Daniels Page: Hadoop 2.2 Multi Node Cluster Setup

In this tutorial you will learn how to setup Hadoop Multi Node cluster

If you are using putty to access your Linux box remotely, please install openssh by running this command, this also helps in configuring SSH access easily in the later part of the installation:

sudo apt-get install openssh-server

Prerequisites:

Installing Java v1.7
Adding dedicated Hadoop system user.
Configuring SSH access.
Disabling IPv6.

Before starting of installing any applications or softwares, please makes sure your list of packages from all repositories and PPA’s is up to date or if not update them by using this command:

sudo apt-get update

Installing Java v1.7:

For running Hadoop it requires Java v1. 7+

Download Latest oracle Java Linux version of the oracle website by using this command

wget https://edelivery.oracle.com/otn-pub/java/jdk/7u45-b18/jdk-7u45-linux-x64.tar.gz

If it fails to download, please check with this given command which helps to avoid passing username and password.
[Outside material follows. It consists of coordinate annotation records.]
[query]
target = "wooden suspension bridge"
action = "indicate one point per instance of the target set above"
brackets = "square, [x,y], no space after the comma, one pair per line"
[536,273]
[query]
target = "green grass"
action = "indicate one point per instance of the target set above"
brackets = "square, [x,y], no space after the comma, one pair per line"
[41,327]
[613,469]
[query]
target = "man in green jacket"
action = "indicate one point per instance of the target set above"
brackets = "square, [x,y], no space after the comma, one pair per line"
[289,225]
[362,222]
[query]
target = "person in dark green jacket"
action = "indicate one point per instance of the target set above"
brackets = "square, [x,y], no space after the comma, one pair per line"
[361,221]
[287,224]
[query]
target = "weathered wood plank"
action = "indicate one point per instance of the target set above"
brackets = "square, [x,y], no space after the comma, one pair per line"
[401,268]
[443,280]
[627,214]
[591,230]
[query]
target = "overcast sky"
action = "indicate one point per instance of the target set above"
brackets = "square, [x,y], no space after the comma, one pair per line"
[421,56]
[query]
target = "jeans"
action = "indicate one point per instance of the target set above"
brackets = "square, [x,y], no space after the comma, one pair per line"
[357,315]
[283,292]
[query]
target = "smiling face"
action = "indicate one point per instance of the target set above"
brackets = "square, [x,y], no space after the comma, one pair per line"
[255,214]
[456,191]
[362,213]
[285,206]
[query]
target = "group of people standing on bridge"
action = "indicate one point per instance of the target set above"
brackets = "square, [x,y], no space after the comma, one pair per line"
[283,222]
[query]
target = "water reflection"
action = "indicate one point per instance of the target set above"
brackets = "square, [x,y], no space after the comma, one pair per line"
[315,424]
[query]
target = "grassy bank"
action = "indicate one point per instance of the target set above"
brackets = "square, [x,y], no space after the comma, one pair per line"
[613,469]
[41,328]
wget --no-cookies --no-check-certificate --header "Cookie: gpw_e24=http%3A%2F%2Fwww.oracle.com" "https://edelivery.oracle.com/otn-pub/java/jdk/7u45-b18/jdk-7u45-linux-x64.tar.gz"

Unpack the compressed Java binaries, in the directory:

sudo tar xvzf jdk-7u25-linux-x64.tar.gz

Create a Java directory using mkdir under /user/local/ and change the directory to /usr/local/Java by using this command

mkdir -R /usr/local/Java
cd /usr/local/Java

Copy the Oracle Java binaries into the /usr/local/Java directory.

sudo cp -r jdk-1.7.0_45 /usr/local/java

Edit the system PATH file /etc/profile and add the following system variables to your system path

sudo nano /etc/profile    or  sudo gedit /etc/profile

Scroll down to the end of the file using your arrow keys and add the following lines below to the end of your /etc/profile file:

JAVA_HOME=/usr/local/Java/jdk1.7.0_45
PATH=$PATH:$HOME/bin:$JAVA_HOME/bin
export JAVA_HOME
export PATH

Inform your Ubuntu Linux system where your Oracle Java JDK/JRE is located. This will tell the system that the new Oracle Java version is available for use.

sudo update-alternatives --install "/usr/bin/javac" "javac" "/usr/local/java/jdk1.7.0_45/bin/javac" 1

sudo update-alternatvie --set javac /usr/local/Java/jdk1.7.0_45/bin/javac

This command notifies the system that Oracle Java JDK is available for use

Reload your system wide PATH /etc/profile by typing the following command:

. /etc/profile

Test to see if Oracle Java was installed correctly on your system.

Java -version

Adding dedicated Hadoop system user.

We will use a dedicated Hadoop user account for running Hadoop. While that’s not required but it is recommended, because it helps to separate the Hadoop installation from other software applications and user accounts running on the same machine.

a. Adding group:

sudo addgroup Hadoop

b. Creating a user and adding the user to a group:

sudo adduser –ingroup Hadoop hduser

Configuring SSH access:

The need for SSH Key based authentication is required so that the master node can then login to slave nodes (and the secondary node) to start/stop them and also local machine if you want to use Hadoop with it. For our single-node setup of Hadoop, we therefore need to configure SSH access to localhost for the hduser user we created in the previous section.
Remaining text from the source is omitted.